この“痴漢免罪”・・・逆に 「やりました・・。」と
たとえば・・嘘をついたほうが留置という“罰“が軽くなる・・・・という矛盾!
そして、
人を裁くためだけに教育されてきた“裁判官”のその信頼性について疑問を持った時
日本の裁判制度そのものが揺らいでしまう、そんなあやうさを感じさせる映画でした。
これまでの“冤罪事件”がどうして生まれたのか、時代が違っていても
その過程がよくわかります。
この映画、人間味溢れる弁護士役の“役所広司”が、その素晴らしい演技力で
各場面をキリッと引き締めていました。
写真は役所広司と周防正行監督(ネットから)
周防監督のそのすました顔が・・・おかしい!
それにも増して、起訴されてしまう徹平を演じた“加瀬亮”は
裁判というシステムの中で翻弄されていく頼りなげな弱さと芯の強さを
あわせ持つ若者を、繊細な演技で見事に演じて見せました。
私は、すばらしい役者だと思いました。
クリント・イーストウッド監督作品 『硫黄島からの手紙』 でも
若き才能としてその演技力が注目されているようです。
映画としての感動というよりは、別な意味でドキュメンタリー的な感覚で観てしまうこの作品。

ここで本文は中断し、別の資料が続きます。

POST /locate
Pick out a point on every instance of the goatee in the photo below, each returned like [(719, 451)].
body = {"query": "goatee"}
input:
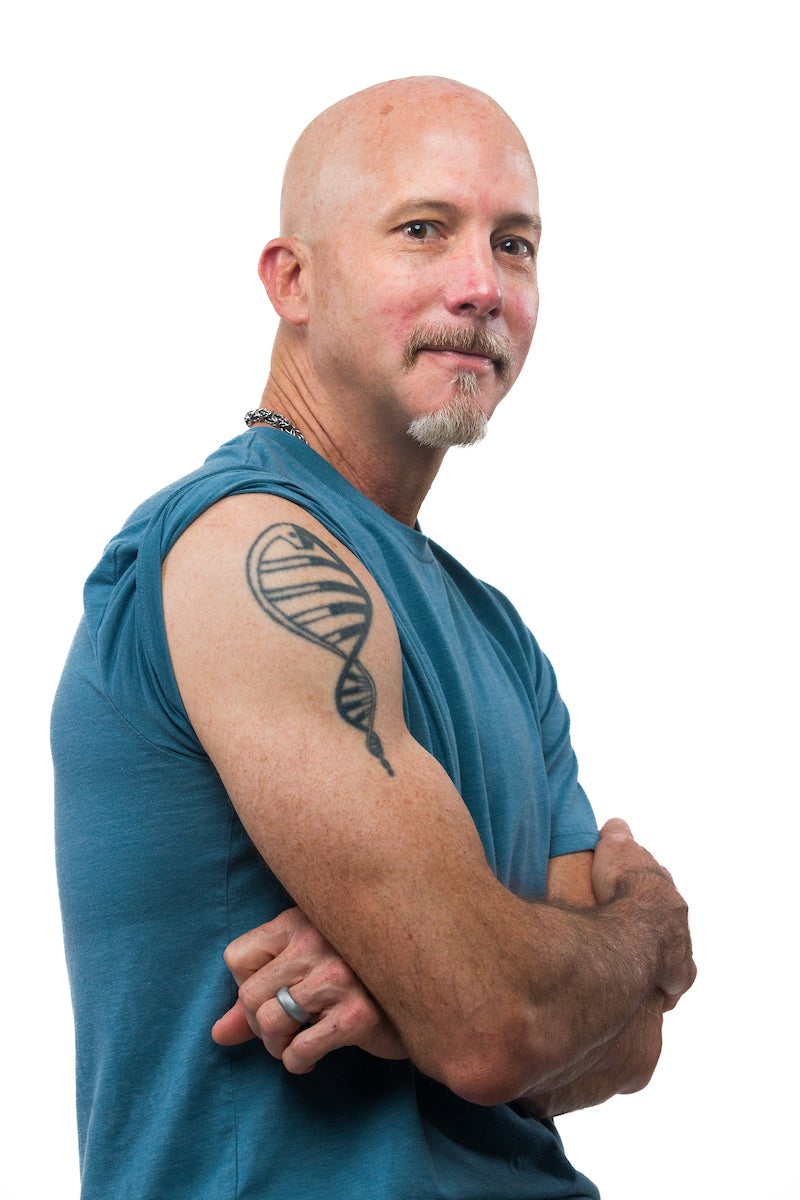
[(459, 423)]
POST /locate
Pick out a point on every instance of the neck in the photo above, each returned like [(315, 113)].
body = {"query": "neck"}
[(394, 472)]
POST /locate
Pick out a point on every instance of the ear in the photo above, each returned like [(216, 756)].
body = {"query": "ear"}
[(282, 270)]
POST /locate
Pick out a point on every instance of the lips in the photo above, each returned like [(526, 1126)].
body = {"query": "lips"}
[(461, 340)]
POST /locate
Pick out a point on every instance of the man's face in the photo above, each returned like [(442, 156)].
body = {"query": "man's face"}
[(423, 279)]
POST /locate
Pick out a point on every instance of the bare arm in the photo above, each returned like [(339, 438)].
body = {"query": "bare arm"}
[(367, 833)]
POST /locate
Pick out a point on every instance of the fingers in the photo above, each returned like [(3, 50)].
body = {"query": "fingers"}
[(259, 946)]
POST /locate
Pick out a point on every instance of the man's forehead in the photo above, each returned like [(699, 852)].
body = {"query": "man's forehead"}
[(408, 136)]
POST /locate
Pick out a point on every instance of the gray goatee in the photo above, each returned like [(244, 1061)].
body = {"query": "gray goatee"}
[(461, 421)]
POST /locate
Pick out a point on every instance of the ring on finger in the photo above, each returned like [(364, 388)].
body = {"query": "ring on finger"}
[(292, 1008)]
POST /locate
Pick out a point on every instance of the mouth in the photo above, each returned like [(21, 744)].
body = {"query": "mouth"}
[(476, 348)]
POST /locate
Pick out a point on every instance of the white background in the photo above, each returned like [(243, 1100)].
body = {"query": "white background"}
[(636, 496)]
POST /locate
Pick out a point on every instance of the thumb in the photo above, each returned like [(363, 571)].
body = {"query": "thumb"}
[(232, 1029), (617, 827)]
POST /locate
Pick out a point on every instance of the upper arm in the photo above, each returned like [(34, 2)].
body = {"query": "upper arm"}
[(289, 666), (569, 880)]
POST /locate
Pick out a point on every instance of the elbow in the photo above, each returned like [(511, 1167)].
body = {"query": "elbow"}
[(497, 1067)]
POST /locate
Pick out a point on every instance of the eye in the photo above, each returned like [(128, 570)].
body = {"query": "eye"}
[(420, 231), (518, 247)]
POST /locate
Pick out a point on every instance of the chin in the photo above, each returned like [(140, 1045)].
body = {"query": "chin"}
[(459, 423)]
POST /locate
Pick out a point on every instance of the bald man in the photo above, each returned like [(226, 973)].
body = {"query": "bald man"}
[(293, 724)]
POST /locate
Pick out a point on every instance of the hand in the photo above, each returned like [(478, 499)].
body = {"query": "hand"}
[(624, 868), (289, 952)]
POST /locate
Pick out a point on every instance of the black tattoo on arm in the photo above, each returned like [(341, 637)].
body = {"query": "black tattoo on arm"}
[(302, 585)]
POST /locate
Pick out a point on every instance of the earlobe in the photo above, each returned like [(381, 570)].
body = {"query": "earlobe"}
[(282, 271)]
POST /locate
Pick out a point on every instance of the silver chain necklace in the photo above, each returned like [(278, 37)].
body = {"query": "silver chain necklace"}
[(266, 417)]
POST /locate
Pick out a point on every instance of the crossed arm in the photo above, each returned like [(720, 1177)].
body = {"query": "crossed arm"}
[(552, 1003)]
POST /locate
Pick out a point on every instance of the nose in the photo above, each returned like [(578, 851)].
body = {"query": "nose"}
[(473, 283)]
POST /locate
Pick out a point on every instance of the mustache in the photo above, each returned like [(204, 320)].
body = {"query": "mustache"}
[(461, 337)]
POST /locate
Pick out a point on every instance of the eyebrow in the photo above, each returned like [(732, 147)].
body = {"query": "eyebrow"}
[(530, 221)]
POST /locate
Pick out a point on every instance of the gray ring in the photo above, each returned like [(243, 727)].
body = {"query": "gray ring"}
[(292, 1008)]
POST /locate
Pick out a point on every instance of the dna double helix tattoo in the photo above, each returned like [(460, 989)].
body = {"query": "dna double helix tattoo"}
[(305, 587)]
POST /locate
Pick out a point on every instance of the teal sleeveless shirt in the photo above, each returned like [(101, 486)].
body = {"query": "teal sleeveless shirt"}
[(156, 875)]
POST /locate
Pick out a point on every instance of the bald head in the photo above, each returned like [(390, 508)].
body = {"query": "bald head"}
[(359, 138)]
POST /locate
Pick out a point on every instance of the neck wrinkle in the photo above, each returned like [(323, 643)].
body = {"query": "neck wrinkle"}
[(396, 478)]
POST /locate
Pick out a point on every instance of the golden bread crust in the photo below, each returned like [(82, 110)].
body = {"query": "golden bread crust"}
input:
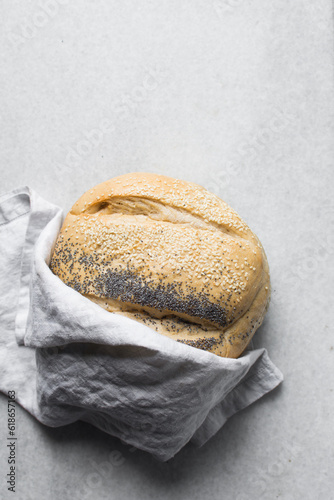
[(169, 254)]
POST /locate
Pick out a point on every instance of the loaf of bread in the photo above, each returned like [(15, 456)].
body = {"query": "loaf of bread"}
[(169, 254)]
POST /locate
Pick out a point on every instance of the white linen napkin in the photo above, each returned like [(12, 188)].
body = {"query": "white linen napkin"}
[(68, 359)]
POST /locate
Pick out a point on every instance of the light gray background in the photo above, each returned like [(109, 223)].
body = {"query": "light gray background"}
[(236, 95)]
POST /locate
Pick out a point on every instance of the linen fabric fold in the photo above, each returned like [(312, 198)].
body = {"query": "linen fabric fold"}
[(68, 359)]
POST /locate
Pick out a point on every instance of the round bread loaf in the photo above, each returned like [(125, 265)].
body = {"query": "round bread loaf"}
[(169, 254)]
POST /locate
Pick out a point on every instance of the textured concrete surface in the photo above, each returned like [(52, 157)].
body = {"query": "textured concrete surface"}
[(236, 95)]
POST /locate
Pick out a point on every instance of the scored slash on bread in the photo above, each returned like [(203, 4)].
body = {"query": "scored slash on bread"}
[(170, 254)]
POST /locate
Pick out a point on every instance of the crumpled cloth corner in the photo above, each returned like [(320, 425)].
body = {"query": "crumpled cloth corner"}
[(68, 359)]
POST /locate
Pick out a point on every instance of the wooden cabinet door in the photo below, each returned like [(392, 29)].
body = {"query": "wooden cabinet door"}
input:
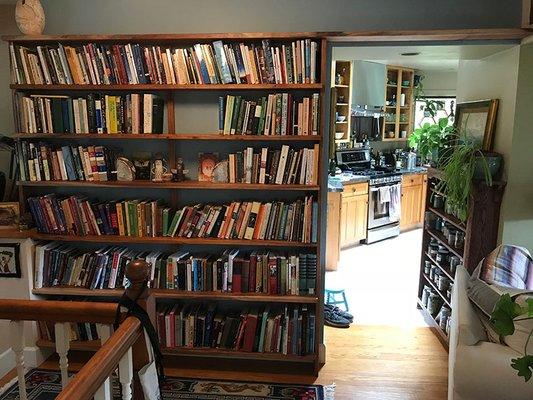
[(411, 206), (361, 217), (354, 215), (408, 214)]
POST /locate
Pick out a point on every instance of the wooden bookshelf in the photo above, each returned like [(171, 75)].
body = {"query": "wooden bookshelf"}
[(178, 294), (481, 234), (167, 143), (165, 240), (169, 136), (166, 87), (171, 185)]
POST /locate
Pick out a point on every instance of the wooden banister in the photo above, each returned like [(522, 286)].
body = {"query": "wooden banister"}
[(93, 374), (57, 311)]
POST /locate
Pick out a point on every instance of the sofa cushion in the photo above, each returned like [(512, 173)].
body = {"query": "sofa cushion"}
[(518, 339)]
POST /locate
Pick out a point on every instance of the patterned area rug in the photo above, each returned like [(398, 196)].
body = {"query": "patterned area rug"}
[(46, 385)]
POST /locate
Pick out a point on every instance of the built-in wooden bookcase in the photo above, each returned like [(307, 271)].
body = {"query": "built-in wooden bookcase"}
[(342, 84), (201, 191), (480, 232), (398, 119)]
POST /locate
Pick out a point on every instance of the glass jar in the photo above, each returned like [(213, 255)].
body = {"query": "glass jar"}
[(443, 283), (443, 256), (459, 239), (425, 295), (434, 303), (444, 315)]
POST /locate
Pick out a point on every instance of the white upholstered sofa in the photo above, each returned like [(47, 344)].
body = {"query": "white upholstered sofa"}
[(479, 369)]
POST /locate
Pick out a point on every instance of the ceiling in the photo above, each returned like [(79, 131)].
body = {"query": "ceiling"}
[(431, 58)]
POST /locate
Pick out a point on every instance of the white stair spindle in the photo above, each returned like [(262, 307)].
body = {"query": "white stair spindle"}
[(105, 391), (62, 347), (125, 374), (17, 345)]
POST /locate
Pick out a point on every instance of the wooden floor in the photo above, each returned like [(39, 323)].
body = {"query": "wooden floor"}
[(364, 362)]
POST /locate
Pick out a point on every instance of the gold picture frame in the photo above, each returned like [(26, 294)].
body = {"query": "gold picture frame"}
[(477, 119)]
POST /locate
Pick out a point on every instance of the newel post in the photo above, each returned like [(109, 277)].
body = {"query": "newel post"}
[(138, 273)]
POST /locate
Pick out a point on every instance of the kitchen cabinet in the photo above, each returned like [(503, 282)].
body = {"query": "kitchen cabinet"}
[(354, 214), (413, 200), (347, 219)]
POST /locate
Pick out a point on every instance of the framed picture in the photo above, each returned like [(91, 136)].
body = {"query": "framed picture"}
[(9, 260), (206, 165), (476, 120), (9, 215)]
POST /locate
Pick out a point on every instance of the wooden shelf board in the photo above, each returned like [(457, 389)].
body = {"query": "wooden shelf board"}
[(210, 352), (88, 345), (167, 136), (170, 185), (434, 326), (77, 291), (191, 87), (161, 37), (224, 296), (441, 239), (168, 240), (434, 286), (446, 270), (448, 218), (177, 294)]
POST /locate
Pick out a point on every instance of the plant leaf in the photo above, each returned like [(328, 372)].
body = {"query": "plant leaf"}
[(505, 311), (524, 366)]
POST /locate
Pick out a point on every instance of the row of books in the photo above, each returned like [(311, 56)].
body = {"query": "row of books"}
[(277, 114), (80, 331), (233, 271), (215, 63), (285, 166), (284, 330), (95, 113), (43, 162), (77, 215)]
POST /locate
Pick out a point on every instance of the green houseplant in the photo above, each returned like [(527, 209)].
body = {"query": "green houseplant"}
[(430, 139), (462, 164), (506, 312)]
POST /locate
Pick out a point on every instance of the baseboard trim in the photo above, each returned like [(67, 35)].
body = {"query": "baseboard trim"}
[(33, 357)]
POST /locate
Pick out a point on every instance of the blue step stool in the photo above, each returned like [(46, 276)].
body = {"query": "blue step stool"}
[(331, 300)]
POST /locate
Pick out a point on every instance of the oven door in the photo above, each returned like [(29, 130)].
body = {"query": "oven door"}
[(379, 212)]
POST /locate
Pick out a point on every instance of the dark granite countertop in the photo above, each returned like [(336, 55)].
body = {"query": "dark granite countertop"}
[(337, 182)]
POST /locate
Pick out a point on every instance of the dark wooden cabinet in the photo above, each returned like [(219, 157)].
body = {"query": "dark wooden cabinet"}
[(481, 236)]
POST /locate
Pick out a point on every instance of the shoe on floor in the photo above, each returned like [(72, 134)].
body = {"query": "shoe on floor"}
[(335, 320), (338, 311)]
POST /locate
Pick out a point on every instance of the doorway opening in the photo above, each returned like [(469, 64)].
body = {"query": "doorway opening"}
[(380, 97)]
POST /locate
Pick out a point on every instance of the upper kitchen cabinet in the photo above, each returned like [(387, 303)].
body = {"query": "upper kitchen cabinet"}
[(341, 100), (369, 80), (399, 99)]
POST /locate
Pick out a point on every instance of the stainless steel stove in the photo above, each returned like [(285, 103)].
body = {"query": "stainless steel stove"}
[(384, 196)]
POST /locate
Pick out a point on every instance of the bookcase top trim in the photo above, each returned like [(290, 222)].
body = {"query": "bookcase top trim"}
[(165, 37)]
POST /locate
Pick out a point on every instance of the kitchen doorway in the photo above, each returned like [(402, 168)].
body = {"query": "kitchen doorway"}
[(381, 95)]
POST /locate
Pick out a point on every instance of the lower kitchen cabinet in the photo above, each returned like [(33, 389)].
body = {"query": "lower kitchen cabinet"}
[(354, 214), (414, 188), (347, 220)]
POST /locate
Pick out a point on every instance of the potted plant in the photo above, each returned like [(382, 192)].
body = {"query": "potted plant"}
[(505, 313), (462, 164), (430, 139)]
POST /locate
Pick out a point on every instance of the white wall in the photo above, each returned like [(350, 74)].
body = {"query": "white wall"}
[(19, 288)]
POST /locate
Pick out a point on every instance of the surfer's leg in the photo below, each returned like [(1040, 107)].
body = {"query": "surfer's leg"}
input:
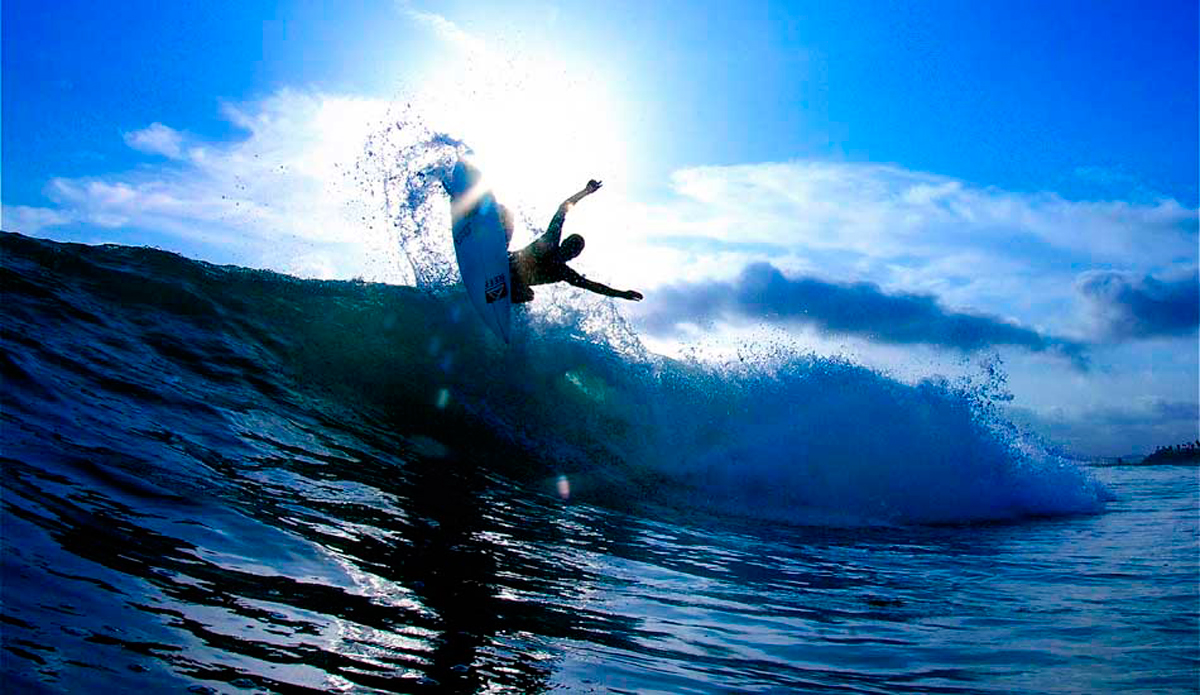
[(521, 293)]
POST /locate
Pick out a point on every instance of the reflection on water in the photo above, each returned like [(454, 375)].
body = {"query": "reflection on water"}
[(367, 565)]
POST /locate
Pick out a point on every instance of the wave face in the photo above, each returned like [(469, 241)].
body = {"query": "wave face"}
[(219, 479), (131, 349)]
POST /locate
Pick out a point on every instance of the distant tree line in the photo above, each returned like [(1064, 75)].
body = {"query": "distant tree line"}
[(1188, 451)]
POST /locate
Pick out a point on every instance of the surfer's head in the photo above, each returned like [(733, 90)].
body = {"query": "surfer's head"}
[(571, 247)]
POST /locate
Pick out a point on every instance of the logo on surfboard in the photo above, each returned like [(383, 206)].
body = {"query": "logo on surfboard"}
[(496, 288)]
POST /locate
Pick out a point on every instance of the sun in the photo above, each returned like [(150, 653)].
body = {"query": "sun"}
[(539, 129)]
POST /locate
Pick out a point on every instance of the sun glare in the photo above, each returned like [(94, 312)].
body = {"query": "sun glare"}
[(538, 130)]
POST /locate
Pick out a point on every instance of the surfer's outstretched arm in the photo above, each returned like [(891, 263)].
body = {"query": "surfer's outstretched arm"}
[(573, 277), (555, 232)]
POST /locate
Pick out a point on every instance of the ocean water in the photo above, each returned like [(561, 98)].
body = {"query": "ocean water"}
[(227, 480)]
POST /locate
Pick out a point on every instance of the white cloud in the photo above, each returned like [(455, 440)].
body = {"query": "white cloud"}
[(887, 211), (286, 184), (31, 221), (157, 139), (978, 249), (443, 28)]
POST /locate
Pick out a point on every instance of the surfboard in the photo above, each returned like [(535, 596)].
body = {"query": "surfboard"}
[(481, 246)]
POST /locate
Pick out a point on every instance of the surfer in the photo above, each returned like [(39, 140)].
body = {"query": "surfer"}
[(544, 261)]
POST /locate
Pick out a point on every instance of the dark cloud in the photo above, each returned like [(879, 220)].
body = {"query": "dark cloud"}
[(863, 310), (1119, 429), (1129, 307)]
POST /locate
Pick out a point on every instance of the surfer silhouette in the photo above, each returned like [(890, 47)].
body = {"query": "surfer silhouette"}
[(544, 261)]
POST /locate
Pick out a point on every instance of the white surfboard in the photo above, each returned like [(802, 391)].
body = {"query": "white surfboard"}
[(481, 246)]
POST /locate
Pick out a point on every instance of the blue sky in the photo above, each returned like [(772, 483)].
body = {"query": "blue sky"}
[(1024, 172)]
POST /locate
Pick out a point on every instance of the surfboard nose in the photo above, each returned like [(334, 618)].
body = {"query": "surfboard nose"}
[(461, 178)]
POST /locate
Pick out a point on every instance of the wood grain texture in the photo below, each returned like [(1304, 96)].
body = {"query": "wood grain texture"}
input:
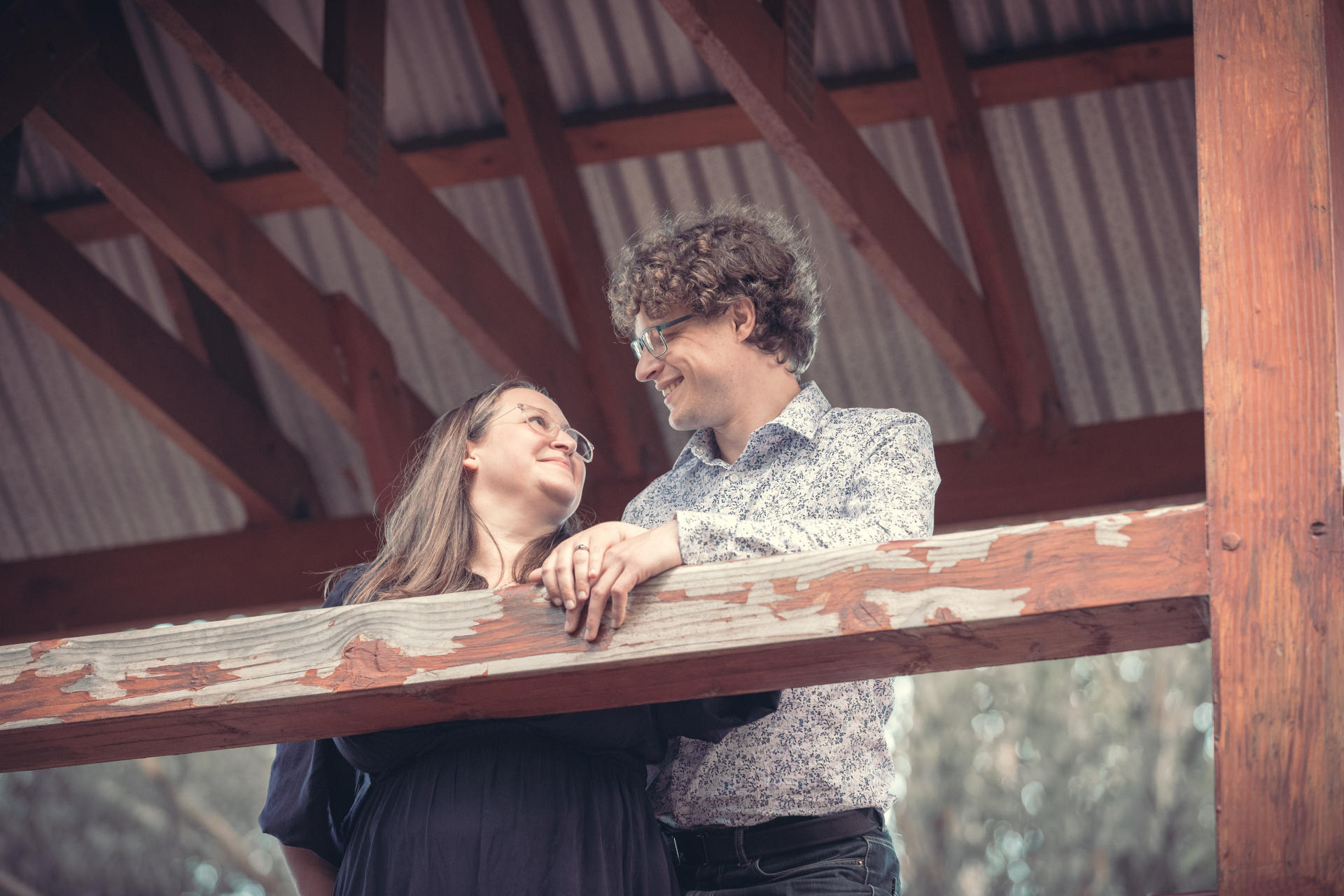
[(1269, 80), (641, 132), (955, 113), (569, 229), (51, 284), (255, 570), (1026, 477), (977, 598), (242, 49), (745, 50)]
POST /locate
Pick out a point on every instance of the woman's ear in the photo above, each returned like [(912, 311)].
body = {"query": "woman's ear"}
[(742, 315)]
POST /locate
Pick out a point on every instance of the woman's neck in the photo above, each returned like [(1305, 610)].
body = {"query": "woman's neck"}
[(495, 556)]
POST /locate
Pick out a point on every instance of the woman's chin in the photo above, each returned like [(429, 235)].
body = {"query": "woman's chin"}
[(561, 501)]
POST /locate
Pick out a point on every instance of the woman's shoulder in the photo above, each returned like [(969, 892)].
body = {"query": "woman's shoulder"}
[(336, 597)]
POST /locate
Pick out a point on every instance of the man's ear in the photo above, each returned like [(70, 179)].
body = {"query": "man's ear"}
[(742, 314)]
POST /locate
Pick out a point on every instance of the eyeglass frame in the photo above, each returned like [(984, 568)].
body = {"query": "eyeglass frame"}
[(580, 440), (644, 340)]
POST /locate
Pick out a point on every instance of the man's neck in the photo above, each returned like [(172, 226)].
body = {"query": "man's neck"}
[(764, 402)]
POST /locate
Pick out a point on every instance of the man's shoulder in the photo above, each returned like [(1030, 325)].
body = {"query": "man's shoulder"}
[(656, 498), (872, 421)]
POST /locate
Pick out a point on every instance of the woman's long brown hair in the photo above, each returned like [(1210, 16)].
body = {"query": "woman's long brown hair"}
[(430, 535)]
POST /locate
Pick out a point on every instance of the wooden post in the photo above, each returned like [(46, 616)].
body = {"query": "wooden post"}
[(1269, 78)]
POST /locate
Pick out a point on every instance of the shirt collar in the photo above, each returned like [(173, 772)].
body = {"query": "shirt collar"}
[(803, 415)]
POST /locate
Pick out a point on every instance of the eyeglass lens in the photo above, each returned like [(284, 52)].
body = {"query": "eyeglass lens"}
[(543, 425)]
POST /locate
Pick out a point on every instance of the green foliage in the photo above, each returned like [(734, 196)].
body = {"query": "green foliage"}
[(181, 825), (1089, 776)]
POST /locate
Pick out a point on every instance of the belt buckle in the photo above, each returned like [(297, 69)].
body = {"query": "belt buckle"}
[(705, 848)]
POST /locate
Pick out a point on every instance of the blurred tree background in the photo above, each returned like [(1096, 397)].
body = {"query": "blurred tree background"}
[(1088, 776), (1092, 776)]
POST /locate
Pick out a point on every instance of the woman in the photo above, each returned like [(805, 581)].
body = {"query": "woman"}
[(547, 805)]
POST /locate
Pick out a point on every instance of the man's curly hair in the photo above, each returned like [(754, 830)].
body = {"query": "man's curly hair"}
[(705, 260)]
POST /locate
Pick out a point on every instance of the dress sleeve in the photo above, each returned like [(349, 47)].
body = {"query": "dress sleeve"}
[(312, 788), (312, 793), (713, 718), (890, 498)]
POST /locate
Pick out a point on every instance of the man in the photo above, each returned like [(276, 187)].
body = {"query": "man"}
[(722, 309)]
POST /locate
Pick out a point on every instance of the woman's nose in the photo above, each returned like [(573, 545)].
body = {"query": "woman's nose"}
[(647, 367)]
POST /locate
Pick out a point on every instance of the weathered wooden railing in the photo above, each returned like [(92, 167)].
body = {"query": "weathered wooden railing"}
[(1014, 594)]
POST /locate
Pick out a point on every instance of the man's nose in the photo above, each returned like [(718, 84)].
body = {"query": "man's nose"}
[(647, 367)]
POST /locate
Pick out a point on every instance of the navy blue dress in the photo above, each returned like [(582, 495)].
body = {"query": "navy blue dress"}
[(550, 805)]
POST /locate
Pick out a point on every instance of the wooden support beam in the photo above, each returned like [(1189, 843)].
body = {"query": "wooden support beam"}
[(1109, 463), (743, 48), (984, 211), (179, 209), (1091, 473), (242, 49), (1269, 83), (570, 232), (641, 132), (38, 48), (255, 570), (971, 599), (169, 198), (50, 282), (202, 327), (386, 418)]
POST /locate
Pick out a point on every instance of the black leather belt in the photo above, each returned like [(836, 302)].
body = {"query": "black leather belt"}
[(739, 846)]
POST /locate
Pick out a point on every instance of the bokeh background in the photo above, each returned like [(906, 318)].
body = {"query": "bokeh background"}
[(1092, 776)]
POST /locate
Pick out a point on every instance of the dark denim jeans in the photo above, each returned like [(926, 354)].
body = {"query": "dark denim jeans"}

むしろ、弁護士や検察官や裁判官にも客観的な視点で是非鑑賞していただき
日本の裁判制度の問題点の解決のために・・・などと思ってしまいます。
周防監督は、元東京高裁判事 木谷明氏の著書「刑事裁判の心」を読んで感動し、
同氏に協力を求めその監修の下にこの映画は製作されたのだそうです。(ネットから)
これまで7本しか撮っていない監督のこの注目度の確率はすごいと思います。
フォーラムで「あなたは有罪・無罪」というアンケートとして渡されたこの用紙に
書き込もうとした時、一瞬戸惑ってしまう自分がありました。
一般市民が「人が人を裁く」 という、2009年の“裁判員制度”が
罪と罰!・・・・はたしてこの制度で人の心を見極める事が出来るのか?
突然ですが
周防監督が「shallwe ダンス」で射止めた奥様である
バレリーナ“草刈民代”の
映画にも通じそうな軽いけど面白い文章を見つけたので最後に紹介。
バレエを観るのに予備知識はいらない。
誰もが持っている自分の感性という「ものさし」で
じゅうぶん分かるはずだ
と信じている。
さまざまな「ものさし」を持っている人の
目に触れることでバレエそのものが磨かれ
踊り手である私を新しい世界へ導いてゆく。